As the day began, everybody gathered at the cockpit table where Geoff gave Mum, Tanya and I a briefing on what we were going to do today. Our tasks included practicing reefing ( which is making the sail smaller in case of big winds ) putting the sail up and down, and, most notably….a night sail.
We disembarked from the bouy at nine o’clock, where only five minutes from leaving the mooring bouy, we practiced reefing and putting the sails up and down. Today there was not enough wind to sail, but it was still a beautiful day in the Gocek gulf.
Although there was no wind, we motorsailed to the next bay, where, once again, we picked up a mooring bouy. I parked it up, while Tanya caught the bouy and mum tied the boat up on the bouy. At the beach, I built a den in the trees at the shoreline, which I hope next time I go to the bay, will still be there!
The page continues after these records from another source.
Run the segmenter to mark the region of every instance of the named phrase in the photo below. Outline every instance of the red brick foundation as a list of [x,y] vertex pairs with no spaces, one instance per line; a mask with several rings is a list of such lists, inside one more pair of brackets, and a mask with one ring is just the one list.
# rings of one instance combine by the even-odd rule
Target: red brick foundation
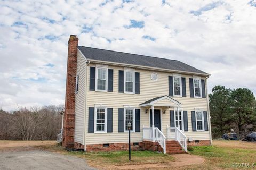
[[66,84],[65,110],[62,146],[74,148],[75,133],[75,97],[76,79],[76,60],[78,38],[70,35],[68,40],[68,65]]
[[199,140],[198,143],[195,142],[194,140],[192,142],[187,141],[187,145],[188,146],[209,145],[210,143],[210,140]]
[[163,148],[157,142],[152,142],[147,140],[143,140],[142,142],[143,150],[151,150],[153,151],[163,151]]
[[[86,144],[86,151],[111,151],[118,150],[128,150],[129,146],[128,143],[109,143],[109,146],[103,147],[103,144]],[[131,143],[132,150],[138,151],[142,149],[142,143],[139,143],[139,145],[133,145]]]
[[[76,142],[74,142],[74,148],[75,149],[84,149],[84,145]],[[195,143],[195,141],[192,142],[187,141],[187,143],[188,146],[203,146],[210,144],[210,140],[199,140],[199,143]],[[163,151],[163,148],[157,142],[144,140],[142,142],[139,142],[139,145],[134,146],[133,145],[133,143],[131,143],[131,146],[132,150],[133,151],[146,150],[152,151]],[[129,144],[128,143],[109,143],[108,147],[103,147],[103,144],[86,144],[86,151],[89,152],[128,150]],[[179,147],[180,149],[177,149],[177,147]],[[183,151],[180,151],[181,150],[182,150],[182,148],[177,142],[174,141],[166,141],[166,153],[177,154],[184,152]]]

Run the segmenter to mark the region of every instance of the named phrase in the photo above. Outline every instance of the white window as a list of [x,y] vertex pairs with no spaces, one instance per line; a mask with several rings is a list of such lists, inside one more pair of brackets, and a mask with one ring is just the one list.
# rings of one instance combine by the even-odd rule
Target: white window
[[108,88],[108,69],[96,67],[96,81],[95,83],[96,91],[107,91]]
[[196,111],[196,123],[197,131],[203,131],[204,125],[203,111]]
[[184,125],[183,125],[183,114],[182,111],[179,110],[179,114],[178,114],[177,111],[175,111],[175,126],[179,128],[179,130],[183,131]]
[[124,71],[124,92],[127,94],[134,94],[134,87],[135,87],[135,78],[134,78],[134,71]]
[[135,109],[125,108],[124,109],[124,132],[128,132],[128,123],[131,123],[131,132],[135,131]]
[[107,108],[95,107],[94,113],[94,132],[107,132]]
[[156,73],[153,73],[151,74],[151,79],[153,81],[157,81],[158,79],[158,75]]
[[181,96],[181,77],[178,76],[173,76],[173,91],[174,96]]
[[194,79],[194,93],[195,97],[202,97],[201,80]]
[[78,87],[79,87],[79,75],[76,76],[76,93],[78,92]]

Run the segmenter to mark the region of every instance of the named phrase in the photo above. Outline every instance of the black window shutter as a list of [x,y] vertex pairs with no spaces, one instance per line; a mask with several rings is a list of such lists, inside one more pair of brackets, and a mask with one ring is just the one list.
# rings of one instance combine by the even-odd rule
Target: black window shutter
[[93,67],[90,67],[90,91],[95,90],[95,68]]
[[206,111],[204,111],[204,131],[208,131],[208,119],[207,117]]
[[192,121],[192,131],[196,131],[196,112],[195,111],[191,111],[191,118]]
[[113,132],[113,108],[108,108],[107,132]]
[[170,123],[171,127],[175,127],[174,110],[170,110]]
[[89,107],[88,133],[94,132],[94,108]]
[[124,92],[124,71],[119,71],[118,92]]
[[201,80],[201,86],[202,86],[202,97],[206,98],[205,96],[205,83],[204,80]]
[[173,96],[173,83],[172,80],[172,76],[168,76],[169,82],[169,96]]
[[118,132],[124,132],[123,108],[118,108]]
[[194,97],[194,82],[193,78],[189,78],[189,91],[190,92],[190,97]]
[[181,84],[182,85],[182,97],[186,97],[186,78],[181,78]]
[[140,94],[140,73],[135,72],[135,94]]
[[135,109],[135,132],[140,132],[140,109]]
[[108,91],[113,92],[113,69],[108,69]]
[[183,110],[183,121],[184,123],[184,131],[188,131],[188,111]]

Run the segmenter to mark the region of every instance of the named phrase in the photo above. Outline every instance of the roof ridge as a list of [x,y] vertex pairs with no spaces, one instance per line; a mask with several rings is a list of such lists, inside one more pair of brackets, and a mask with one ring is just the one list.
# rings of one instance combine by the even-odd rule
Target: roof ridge
[[[151,57],[151,58],[161,58],[161,59],[164,59],[164,60],[172,60],[172,61],[177,61],[177,62],[181,62],[181,63],[186,64],[186,63],[185,63],[183,62],[182,62],[180,61],[179,61],[179,60],[177,60],[168,59],[168,58],[160,58],[160,57],[157,57],[149,56],[145,55],[137,54],[126,53],[126,52],[121,52],[115,51],[115,50],[109,50],[109,49],[102,49],[102,48],[98,48],[86,47],[86,46],[78,46],[81,47],[85,47],[85,48],[90,48],[103,50],[105,50],[105,51],[114,52],[121,53],[125,53],[125,54],[136,55],[140,55],[141,56],[145,56],[145,57]],[[196,68],[195,68],[195,69],[196,69]]]

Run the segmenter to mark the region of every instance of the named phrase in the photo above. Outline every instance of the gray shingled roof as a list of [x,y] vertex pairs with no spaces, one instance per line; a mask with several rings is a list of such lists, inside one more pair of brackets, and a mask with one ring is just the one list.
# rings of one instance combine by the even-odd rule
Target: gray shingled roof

Tanya and mum went off paddle boarding, which is another achievement that Tanya can cross off her bucket list of things she wants to try and do. And to be fair she did do really well especially as Yasica adasi is normally really bumpy with the wash from passing rocks. The current was quite strong too so ( with mum shepherding ) Tanya really had to work hard to come through the tide to get back to the boat! Speaking of “Sheperding”, Asena impressed again, as she normally does when someone sees it for the first time, with her white German Shepard swimming dog rescues!
If anyone falls from a paddle board and creates a splash, Asena is off! She dives from the platform of the boat and swims to whoever has come off, she picks up the eboard leash in her mouth and tows the board and passenger back to the boat! Even if they don’t want to go that way!!
For two hours, we relaxed and rested preparing ourselves for the four hour trip from this bay, back to the marina in Fethiye.
We then left at exactly six o’clock, where we guided ourselves through the islands and an amazing sunset and into the wide and vast sea. We used our navigational charts and our pilot book to plot out our route, which would take four hours. On route, there was a small but uncomfortable swell, which rocked the boat side to side, causing quite a stir downstairs, and also making the dogs very nervous!
This was my first ever night sail and was actually really exciting. The ships compasses weren’t illuminating and need re swinging as they are out, so mum and Geoff navigated from their plan using hand bearing compasses, mums training for her day skipper so night navigation is important.
When we reached the marina, it was half past nine, so we had sailed quicker then we thought we would, and ultimately the night sail was successful.